Greens Galore

Greens Galore

By Jillinda

About

This is a great way to get the vitamins and fibre you need while keeping the carbs down.

This will make 8 serves as a side for work lunches (add some roast chicken & parmesan), 6 serves for breakfast (add bacon, egg, avo etc) or 4 serves for main meal (add a piece of grilled fish or chicken breast etc).  If you can chop stuff up, you can make this J

 

Ingredients

Olive Oil, 1tbsp = 0g Carb

Brown Onion, 70g (1 medium) – diced = 6g Carb

Garlic Cloves, 15g (3 decent cloves) – crushed / finely chopped = 5g Carb

Kale, half bunch (4 cups) – chopped roughly = 20g Carb

Brussel Sprouts, 100g (6 medium) – chopped into 8ths = 9g Carb

Zucchini, 180g (1 medium) – quartered length ways & diced = 6g Carb

Chinese Broccoli, 170g (1 bunch) – roughly chopped = 6g Carb

Fresh Lemon Squeezed Juice, 2 tbs = 2g Carb

Campbell’s Real Stock Chicken, 250ml (1 cup) = 3g Carb

Cracked Black Pepper, 5g (1tsp) = 0g Carb

Salt (I use Herbamare), 5g (1tsp) = 0g Carb

TOTAL Carbs for Recipe = 57g

Carbs per Serve – 8 serves = 7.21g / 6 serves = 8.8g / 4 serves = 13.25g

 

Method

  1. Heat oil & add garlic & onion & sauté for 2-3 minutes until it smells great.
  2. Add zucchini, Brussel sprouts Salt, Pepper & Lemon Juice & cook stirring for 4-5 minutes until veg has softened a bit & is getting a nice brown caramelised look.
  3. Add Chinese Broccoli, Kale & chicken stock (don’t panic, looks like heaps but will quickly cook down) to the mix and cook stirring for 4-5 minutes until the liquid has reduced by half.
  4. Serve as is or with any good choices of low carb accompaniment – I added a piece of pan fried Nile Perch – holy snappers it was good!

 

Serving Suggestions…add

For a work lunch (1/8 serve) – team with Tomato Breakfast Salsa & Coconut Kangaroo Savoury Mince

For a breakfast (1/6 serve) – pop on a Poached Egg & Bacon

For a dinner (1/4 serve) – lay some pan fried chicken thighs on top

 

Notes

You know what you like so feel free to mix it up.  Take out the Chinese Broccoli?  Add squash?  – Go for it!  I was using up what I had on hand & I recommend you do the same.  Just try to keep track of any addition or subtraction of Carbs through what you add or take away from the recipe.

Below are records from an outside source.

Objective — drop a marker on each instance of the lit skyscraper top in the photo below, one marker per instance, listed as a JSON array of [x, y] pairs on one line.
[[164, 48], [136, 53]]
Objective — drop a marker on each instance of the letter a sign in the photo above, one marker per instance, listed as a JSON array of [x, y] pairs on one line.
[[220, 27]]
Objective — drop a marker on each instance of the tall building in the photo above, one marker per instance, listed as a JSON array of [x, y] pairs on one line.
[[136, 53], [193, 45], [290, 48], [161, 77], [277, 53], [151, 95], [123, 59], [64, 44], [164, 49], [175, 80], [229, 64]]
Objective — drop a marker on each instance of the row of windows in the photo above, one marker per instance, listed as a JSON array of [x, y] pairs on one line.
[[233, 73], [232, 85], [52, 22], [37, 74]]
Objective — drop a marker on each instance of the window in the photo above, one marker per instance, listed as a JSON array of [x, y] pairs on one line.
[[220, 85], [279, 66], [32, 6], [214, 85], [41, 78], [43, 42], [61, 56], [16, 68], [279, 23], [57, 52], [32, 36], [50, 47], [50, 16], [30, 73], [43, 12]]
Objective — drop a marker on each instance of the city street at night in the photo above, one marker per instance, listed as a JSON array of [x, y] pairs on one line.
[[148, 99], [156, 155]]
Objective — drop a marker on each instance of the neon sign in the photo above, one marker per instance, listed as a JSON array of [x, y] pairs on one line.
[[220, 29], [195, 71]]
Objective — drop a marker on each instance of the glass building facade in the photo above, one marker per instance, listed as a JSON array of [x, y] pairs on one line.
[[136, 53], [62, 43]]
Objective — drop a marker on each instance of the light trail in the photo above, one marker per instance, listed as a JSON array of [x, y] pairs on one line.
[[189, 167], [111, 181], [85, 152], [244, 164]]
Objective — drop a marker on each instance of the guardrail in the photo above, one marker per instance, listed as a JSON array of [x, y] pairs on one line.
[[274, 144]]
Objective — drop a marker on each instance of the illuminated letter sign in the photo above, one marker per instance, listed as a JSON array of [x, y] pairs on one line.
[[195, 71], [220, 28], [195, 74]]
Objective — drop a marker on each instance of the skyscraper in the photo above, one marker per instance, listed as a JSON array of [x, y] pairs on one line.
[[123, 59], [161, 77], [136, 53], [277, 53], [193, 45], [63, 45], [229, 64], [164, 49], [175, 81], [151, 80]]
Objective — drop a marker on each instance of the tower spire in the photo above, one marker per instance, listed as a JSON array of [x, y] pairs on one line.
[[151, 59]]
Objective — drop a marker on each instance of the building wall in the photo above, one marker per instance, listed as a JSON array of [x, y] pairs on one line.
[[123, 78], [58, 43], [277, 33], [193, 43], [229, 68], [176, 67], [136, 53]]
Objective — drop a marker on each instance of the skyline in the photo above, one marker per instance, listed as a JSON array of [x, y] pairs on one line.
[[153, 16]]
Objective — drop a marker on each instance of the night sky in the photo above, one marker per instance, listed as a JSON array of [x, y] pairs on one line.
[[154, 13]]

This kind of thing is ideal if you have to cook separately for you & family members as you can freeze it J  I use zip lock bags for smaller portions or take away containers if it’s for two or more serves.

A squeeze of fresh lemon juice over the top before serving is also delicious.

*Herbamare is a vegetable based salt - available at standard supermarkets and health food stores.  You may have to search but worth it when you find it.